2.  **Run Optimization**:
    ```bash
    export OMP_NUM_THREADS=1
    mlfastopt-optimize --config config.json
    ```

## Quick Start (Developers)

**Prerequisite**: Input data must be preprocessed and numerical. Handle all categorical encoding (e.g., one-hot, label encoding) before using MLFastOpt (except for LightGBM/XGBoost which have some categorical support).

### 1. Setup
Create the required directory structure:
```bash
mkdir -p config/hyperparameters data
```

### 2. Define Parameter Space
We recommend using YAML for parameter spaces.

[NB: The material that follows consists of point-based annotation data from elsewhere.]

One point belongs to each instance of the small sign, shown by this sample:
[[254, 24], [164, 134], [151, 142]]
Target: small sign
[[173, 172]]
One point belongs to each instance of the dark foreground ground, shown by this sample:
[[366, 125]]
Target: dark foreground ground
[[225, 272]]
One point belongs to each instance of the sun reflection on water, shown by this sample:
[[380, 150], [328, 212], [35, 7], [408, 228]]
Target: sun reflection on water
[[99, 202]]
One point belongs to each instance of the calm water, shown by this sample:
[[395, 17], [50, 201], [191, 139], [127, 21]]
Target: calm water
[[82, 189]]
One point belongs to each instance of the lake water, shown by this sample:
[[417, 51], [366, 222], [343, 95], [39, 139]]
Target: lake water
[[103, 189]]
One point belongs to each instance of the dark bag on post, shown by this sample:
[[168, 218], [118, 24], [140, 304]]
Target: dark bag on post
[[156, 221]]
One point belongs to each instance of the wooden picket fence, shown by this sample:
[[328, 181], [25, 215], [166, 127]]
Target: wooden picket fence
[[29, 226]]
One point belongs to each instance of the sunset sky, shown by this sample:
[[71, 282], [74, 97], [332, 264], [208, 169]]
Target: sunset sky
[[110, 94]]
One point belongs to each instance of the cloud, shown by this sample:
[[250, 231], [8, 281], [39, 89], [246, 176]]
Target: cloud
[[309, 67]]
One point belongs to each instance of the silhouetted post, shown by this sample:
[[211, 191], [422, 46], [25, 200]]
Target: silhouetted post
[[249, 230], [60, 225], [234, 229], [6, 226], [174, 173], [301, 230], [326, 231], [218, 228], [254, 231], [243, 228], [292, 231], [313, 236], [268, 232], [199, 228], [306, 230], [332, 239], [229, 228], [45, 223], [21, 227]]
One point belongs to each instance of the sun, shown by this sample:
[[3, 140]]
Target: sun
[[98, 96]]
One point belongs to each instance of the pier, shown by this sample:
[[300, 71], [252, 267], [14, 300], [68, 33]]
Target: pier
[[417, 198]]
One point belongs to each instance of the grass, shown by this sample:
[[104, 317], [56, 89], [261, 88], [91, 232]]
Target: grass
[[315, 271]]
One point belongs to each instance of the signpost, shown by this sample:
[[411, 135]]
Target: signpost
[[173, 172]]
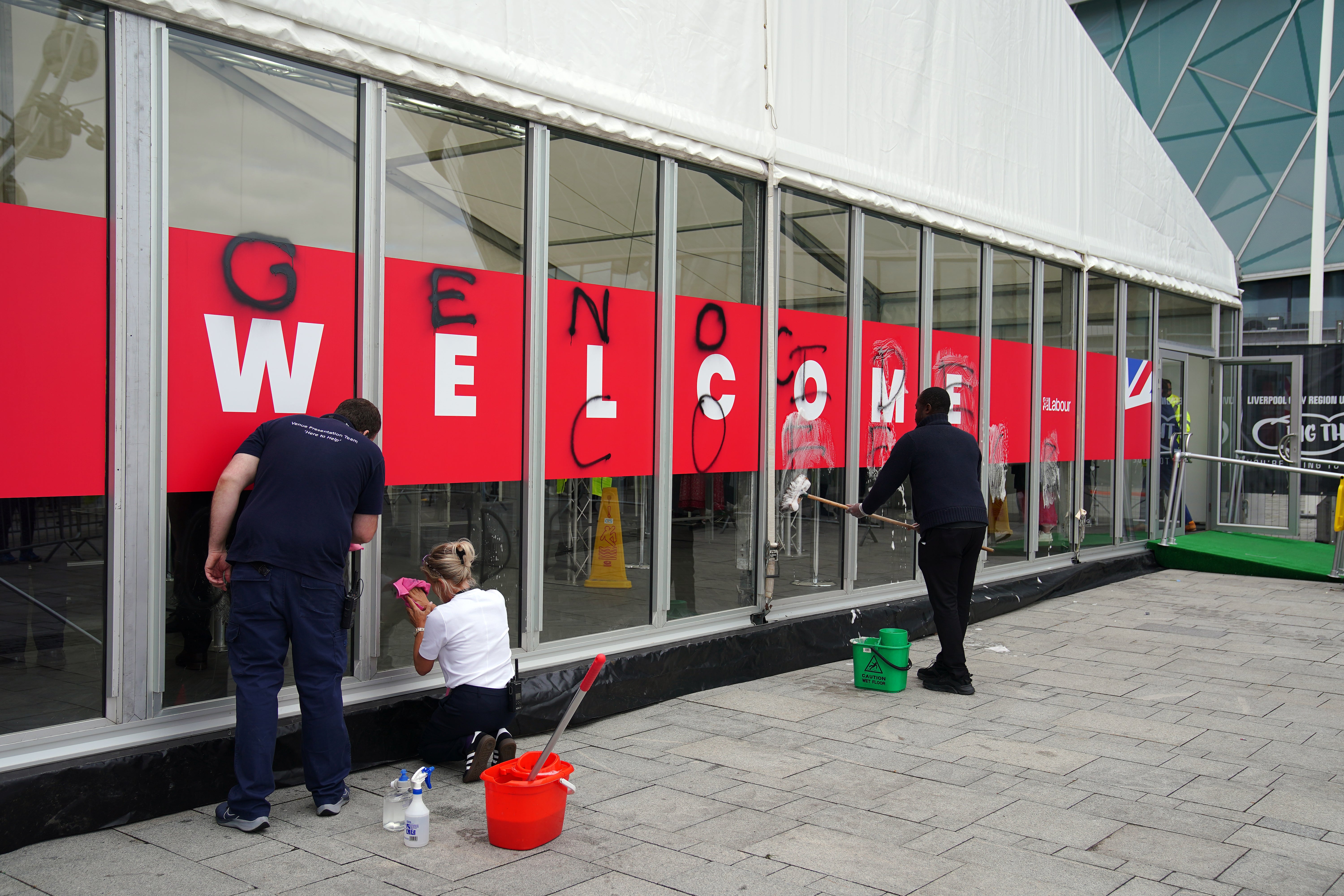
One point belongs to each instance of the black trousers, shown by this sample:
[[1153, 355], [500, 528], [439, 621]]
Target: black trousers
[[460, 715], [948, 561]]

Create `config/hyperparameters/my_space.yaml`:

```yaml
parameters:
  - name: learning_rate
    type: range
    bounds: [0.01, 0.3]
    value_type: float
    log_scale: true

  - name: max_depth
    type: range
    bounds: [3, 10]
    value_type: int
```

### 3. Configure
Create `my_config.json` using the nested structure:

```json
{
  "data": {
    "path": "data/your_dataset.parquet",
    "label_column": "target",
    "features": ["feature1", "feature2"],
    "class_weight": { "0": 1, "1": 5 },
    "under_sample_majority_ratio": 1.0
  },
  "model": {
    "type": "lightgbm",
    "hyperparameter_path": "config/hyperparameters/my_space.yaml",
    "ensemble_size": 5
  },
  "training": {
    "total_trials": 20,
    "sobol_trials": 5,
    "metric": "soft_recall",
    "parallel": true,
    "n_jobs": -1
  },
  "output": {
    "dir": "outputs/runs"
  }
}
```

### 4. Run
Execute optimization (ensure single-threading for LightGBM/XGBoost to avoid deadlocks):

```bash
OMP_NUM_THREADS=1 python -m mlfastopt.cli --config my_config.json
```

## Configuration Reference

### Data Section (`data`)
| Parameter | Description | Default |
|-----------|-------------|---------|
| `path` | Path to dataset (CSV/Parquet). | Required |
| `label_column` | Name of target column. | Required |
| `features` | List of features or path to YAML file. | Required |
| `class_weight` | Dictionary of class weights (e.g., `{"0": 1, "1": 10}`). | `None` |

### Model Section (`model`)
| Parameter | Description | Default |
|-----------|-------------|---------|
| `type` | Model type: `lightgbm`, `xgboost`, `random_forest`. | `lightgbm` |
| `hyperparameter_path` | Path to parameter space file. | Required |
| `ensemble_size` | Models per ensemble. | `1` |

### Training Section (`training`)
| Parameter | Description | Default |
|-----------|-------------|---------|
| `total_trials` | Total optimization trials. | `20` |
| `metric` | Metric to maximize (`soft_recall`, `soft_f1_score`, etc). | `soft_recall` |
| `parallel` | Enable parallel training of ensemble members. | `false` |

## Outputs

Results are saved to `outputs/`:
- **`runs/`**: Detailed logs and models for each run.
- **`best_trials/`**: JSON configurations of the best performing trials.
- **`visualizations/`**: Generated plots.